Tuesday, December 22, 2009

Sports vs. Athletics: A DP-Inspired Exploration

This morning on the Dan Patrick Show, DP and the Danettes rekindled a debate that has raged far and wide throughout the world of physical exertion and organized competition. It started with the announcement that Jimmie Johnson was being named AP's male Athlete of the Year, and the question was basically: what is a sport and what isn't?

The debate kicked into high gear when Paulie took exception to McLovin's assertion that NASCAR was definitely NOT a sport, or more specifically, that NASCAR drivers (and runners) aren't athletes.

I am somewhere between Paulie and George Carlin ("If there ain't a ball, it ain't a sport") on this. I've had this debate about any number of "sports" with any number of people, so without further ado, let's go one-by-one here:

For me, you have to distinguish between "sport" and "athletic activity," and for some reason, people who are relegated to the "athletic activity" seem to take it as a personal affront, even though some of the most physically-demanding activities (weight-lifting, running) belong in that category for me.

These are all sports, mainly because they have a ball. You can throw hockey in here, too, because it's got a ball-substitute in the puck. Also, you have two teams competing against one another, with one team having the direct potential to affect the other team's chances of winning, which is also very important to me in qualifying something as a sport.

Yes, it has a ball. But if a 50-year-old can beat a 20-year-old at it, it's not a sport. Sorry, it's just not. Additionally, golf is primarily a competition against yourself. You can play golf by yourself. Can't do that with basketball, football, baseball, or hockey.

Again, Paulie seems to have taken this part really personally; I agree that it takes tremendous physical stamina and baseball-caliber coordination to be a race-car driver, and they are indeed athletic. But you could say the same of a fighter pilot. I wouldn't call them an athlete. Another important consideration for NASCAR is that there is a machine involved. The human, unlike cycling, is not providing the sole source of power. And on that note...

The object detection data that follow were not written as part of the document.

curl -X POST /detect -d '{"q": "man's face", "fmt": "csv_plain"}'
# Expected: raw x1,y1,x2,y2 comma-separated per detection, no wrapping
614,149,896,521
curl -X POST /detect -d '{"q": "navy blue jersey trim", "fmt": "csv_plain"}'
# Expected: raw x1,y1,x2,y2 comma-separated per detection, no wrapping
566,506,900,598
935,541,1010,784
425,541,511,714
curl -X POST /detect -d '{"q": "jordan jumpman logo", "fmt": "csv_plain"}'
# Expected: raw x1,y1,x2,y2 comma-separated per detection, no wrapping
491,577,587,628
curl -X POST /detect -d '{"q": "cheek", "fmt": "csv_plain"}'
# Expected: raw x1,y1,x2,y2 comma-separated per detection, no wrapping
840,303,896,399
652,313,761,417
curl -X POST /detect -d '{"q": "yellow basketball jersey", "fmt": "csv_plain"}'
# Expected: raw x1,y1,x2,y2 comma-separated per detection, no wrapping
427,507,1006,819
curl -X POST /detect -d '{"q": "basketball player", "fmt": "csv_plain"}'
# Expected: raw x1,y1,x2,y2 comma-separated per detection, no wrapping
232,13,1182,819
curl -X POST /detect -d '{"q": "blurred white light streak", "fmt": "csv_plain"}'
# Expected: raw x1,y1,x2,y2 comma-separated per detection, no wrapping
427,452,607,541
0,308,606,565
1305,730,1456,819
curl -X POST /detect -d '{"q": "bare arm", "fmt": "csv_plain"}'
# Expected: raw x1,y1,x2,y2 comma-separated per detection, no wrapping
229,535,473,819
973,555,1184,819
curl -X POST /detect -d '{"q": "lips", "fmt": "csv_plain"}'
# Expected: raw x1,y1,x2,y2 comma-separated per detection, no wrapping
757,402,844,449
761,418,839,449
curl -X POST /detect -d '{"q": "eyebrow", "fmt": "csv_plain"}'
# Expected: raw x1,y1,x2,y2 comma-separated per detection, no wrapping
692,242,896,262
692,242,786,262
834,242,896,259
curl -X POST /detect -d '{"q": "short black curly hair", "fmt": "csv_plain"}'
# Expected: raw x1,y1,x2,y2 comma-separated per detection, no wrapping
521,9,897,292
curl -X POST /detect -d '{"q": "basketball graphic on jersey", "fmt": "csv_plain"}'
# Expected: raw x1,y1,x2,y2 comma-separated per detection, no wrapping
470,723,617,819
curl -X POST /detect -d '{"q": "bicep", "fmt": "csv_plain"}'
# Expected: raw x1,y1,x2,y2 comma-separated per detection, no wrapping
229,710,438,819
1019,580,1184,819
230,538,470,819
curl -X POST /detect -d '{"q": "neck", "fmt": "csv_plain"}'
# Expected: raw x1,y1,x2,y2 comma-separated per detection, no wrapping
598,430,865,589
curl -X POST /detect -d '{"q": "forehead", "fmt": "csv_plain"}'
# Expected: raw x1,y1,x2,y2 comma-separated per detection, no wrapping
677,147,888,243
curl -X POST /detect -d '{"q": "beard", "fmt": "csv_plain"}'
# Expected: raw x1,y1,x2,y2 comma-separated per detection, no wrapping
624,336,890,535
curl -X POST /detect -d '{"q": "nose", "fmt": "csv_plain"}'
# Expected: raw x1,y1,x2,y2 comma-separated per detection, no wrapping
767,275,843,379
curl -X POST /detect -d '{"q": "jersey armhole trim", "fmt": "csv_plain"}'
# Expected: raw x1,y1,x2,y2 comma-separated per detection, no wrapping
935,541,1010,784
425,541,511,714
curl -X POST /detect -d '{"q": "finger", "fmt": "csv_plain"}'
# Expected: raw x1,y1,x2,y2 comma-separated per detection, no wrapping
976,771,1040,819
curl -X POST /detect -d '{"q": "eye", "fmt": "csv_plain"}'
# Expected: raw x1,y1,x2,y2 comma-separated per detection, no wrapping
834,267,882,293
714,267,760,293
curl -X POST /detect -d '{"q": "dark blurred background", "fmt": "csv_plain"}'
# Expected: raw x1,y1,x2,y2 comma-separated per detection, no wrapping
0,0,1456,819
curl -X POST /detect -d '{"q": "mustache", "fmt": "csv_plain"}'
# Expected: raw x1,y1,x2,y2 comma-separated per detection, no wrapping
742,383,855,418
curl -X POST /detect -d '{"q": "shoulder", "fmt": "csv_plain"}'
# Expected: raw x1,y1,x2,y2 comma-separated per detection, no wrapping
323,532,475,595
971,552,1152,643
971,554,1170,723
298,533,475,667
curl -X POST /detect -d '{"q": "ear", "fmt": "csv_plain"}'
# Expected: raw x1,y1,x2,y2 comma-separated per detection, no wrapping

Great athletes? Yes, no doubt. Are they sports? No, they are not. Someone whose name escapes me once said, "Running is what you do to train for a sport," and I tend to agree with that. Doesn't mean that the world's fastest runner isn't a great athlete. Another of my important considerations for a sport is direct competition, along with having a chance to directly affect the opponent(s)' chance to win. Even in NASCAR, you can swap paint and cut off your opponents; can't do that in track and field.

• Volleyball
• Lacrosse
• Rugby
• Ultimate frisbee (that's right, I said frisbee is a sport and NASCAR isn't)

• Cheerleading
• Bobsledding
• Skiing
• Snowboarding (most winter sports, let's say, in the interest of saving time)

I welcome any and all debate.


  1. ultimate frisbee is like golf...a 50 yr could beat a 20 yr old

  2. Depends... the way we played in college, whoever has the frisbee is stationary and everyone else is in constant motion. Over the course of a game, that favors the 20-year-old.

    What I should have written is that "if a SEVENTY-YEAR-OLD can beat a 20-year-old at it," since what I meant was that a sport should emphasize direct athletic competition.